GoogleCloudPlatform / container-definitions

This repository contains Bazel targets for Google-maintained common container definitions and their dependencies.
Apache License 2.0
43 stars 24 forks source link

bazel container fails with "FATAL: mkdir('/tmp/build_output'): (error: 13): Permission denied" #12487

Open kyleg907 opened 3 years ago

kyleg907 commented 3 years ago

I'm trying to use the l.gcr.io/google/bazel:latest container as described by the Getting Started with Bazel Docker Container page. I'm suspecting this is a problem with the doc, but it might be a bug. I'm unfamiliar with the way this container is built and I'm unable to debug it further.

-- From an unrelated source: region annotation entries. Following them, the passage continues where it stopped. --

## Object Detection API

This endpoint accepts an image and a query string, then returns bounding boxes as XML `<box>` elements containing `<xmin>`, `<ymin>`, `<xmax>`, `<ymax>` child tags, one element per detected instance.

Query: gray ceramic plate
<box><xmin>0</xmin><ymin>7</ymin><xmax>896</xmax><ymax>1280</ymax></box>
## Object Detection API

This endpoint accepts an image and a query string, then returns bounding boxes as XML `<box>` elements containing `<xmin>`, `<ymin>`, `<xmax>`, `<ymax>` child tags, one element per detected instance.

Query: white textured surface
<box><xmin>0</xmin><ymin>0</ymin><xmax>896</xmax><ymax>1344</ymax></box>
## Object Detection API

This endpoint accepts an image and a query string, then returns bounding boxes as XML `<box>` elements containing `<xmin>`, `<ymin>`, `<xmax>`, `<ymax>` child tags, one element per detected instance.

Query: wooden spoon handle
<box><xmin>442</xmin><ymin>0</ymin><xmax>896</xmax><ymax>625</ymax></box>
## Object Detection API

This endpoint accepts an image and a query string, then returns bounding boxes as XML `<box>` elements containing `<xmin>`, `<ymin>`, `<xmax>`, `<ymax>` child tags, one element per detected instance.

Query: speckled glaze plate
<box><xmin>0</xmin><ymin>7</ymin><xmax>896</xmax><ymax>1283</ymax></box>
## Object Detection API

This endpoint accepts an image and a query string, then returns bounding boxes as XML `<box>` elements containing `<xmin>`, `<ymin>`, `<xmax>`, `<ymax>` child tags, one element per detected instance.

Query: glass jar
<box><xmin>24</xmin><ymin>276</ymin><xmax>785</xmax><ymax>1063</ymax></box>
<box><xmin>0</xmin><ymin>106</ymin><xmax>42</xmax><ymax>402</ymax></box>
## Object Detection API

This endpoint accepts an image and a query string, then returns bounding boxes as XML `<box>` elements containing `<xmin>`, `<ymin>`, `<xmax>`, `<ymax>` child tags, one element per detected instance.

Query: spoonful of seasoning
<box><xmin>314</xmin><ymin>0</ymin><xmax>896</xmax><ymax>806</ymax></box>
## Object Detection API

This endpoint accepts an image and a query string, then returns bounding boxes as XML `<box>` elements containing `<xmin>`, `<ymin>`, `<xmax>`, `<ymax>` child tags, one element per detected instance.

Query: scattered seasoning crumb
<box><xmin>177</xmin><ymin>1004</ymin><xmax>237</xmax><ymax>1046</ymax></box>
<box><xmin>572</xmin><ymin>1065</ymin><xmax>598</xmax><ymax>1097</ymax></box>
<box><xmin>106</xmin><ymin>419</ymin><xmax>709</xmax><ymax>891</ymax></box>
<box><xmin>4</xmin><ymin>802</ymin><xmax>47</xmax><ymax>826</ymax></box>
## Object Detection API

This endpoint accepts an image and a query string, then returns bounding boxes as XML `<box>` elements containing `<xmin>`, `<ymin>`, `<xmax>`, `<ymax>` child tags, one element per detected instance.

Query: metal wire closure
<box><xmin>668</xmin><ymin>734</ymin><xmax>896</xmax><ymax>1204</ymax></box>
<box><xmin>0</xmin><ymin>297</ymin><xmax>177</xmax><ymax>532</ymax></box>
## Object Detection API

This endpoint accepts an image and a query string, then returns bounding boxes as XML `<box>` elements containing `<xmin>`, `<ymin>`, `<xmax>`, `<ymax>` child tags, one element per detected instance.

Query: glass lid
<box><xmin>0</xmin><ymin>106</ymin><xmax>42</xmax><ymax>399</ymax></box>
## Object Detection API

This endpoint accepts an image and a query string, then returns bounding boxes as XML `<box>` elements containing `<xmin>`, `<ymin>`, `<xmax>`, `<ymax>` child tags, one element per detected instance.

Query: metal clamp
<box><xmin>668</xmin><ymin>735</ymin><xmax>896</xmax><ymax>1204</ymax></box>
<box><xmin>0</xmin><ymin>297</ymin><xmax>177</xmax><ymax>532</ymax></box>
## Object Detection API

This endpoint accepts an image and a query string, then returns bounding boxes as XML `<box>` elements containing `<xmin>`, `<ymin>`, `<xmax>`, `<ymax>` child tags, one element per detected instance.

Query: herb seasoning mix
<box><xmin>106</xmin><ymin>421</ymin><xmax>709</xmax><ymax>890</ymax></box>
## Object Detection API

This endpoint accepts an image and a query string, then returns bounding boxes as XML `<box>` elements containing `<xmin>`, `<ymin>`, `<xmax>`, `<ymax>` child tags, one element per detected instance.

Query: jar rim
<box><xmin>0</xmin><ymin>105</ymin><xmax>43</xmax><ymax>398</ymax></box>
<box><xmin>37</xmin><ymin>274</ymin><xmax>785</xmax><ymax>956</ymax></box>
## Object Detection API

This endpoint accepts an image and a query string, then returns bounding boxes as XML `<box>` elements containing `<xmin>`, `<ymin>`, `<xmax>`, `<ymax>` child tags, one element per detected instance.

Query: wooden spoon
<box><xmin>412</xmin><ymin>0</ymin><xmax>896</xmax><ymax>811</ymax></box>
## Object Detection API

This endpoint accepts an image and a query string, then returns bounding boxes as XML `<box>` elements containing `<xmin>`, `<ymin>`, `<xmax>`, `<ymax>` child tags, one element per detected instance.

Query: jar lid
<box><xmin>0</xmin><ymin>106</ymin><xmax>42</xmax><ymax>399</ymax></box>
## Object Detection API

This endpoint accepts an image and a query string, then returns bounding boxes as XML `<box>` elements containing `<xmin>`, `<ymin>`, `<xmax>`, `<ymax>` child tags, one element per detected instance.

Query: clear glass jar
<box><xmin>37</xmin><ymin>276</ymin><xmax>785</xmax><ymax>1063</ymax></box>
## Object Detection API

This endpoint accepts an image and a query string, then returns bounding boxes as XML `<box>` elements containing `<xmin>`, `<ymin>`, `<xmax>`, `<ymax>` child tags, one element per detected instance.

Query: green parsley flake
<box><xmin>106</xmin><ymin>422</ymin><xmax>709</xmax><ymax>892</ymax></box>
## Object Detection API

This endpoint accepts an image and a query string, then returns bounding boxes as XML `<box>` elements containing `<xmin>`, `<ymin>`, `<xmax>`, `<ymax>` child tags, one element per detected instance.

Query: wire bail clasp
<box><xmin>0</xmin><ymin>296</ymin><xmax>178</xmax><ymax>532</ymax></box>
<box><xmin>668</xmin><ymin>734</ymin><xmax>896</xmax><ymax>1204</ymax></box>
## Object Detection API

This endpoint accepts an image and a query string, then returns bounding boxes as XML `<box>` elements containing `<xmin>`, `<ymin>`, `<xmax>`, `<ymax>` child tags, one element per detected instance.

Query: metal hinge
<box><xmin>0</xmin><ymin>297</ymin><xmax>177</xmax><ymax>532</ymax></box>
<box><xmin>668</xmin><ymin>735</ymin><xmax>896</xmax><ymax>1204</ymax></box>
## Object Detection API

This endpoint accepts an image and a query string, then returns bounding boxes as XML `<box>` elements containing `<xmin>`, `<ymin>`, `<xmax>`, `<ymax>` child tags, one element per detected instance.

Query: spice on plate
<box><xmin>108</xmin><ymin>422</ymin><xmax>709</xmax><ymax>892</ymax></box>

The command as documented fails with FATAL: mkdir('/tmp/build_output'): (error: 13): Permission denied

docker run \
  -e USER="$(id -u)" \
  -u="$(id -u)" \
  -v /tmp/src/workspace:/src/workspace \
  -v /tmp/build_output:/tmp/build_output \
  -w /src/workspace \
  l.gcr.io/google/bazel:latest \
  --output_user_root=/tmp/build_output \
  build //absl/...

(well, I tweaked from the doc a bit as having to create /src needs root - I did create the directories used here)

This command is dubious as the selinux labels are not taken into consideration. So one would expect problems reading or writing data at /src/workspace or /tmp/build_output anyway. Since /tmp/build_output is bind mounted into the container, it then exists and is a mount, it is not surprising that mkdir without -p would also fail. The problem might also be related to #4677.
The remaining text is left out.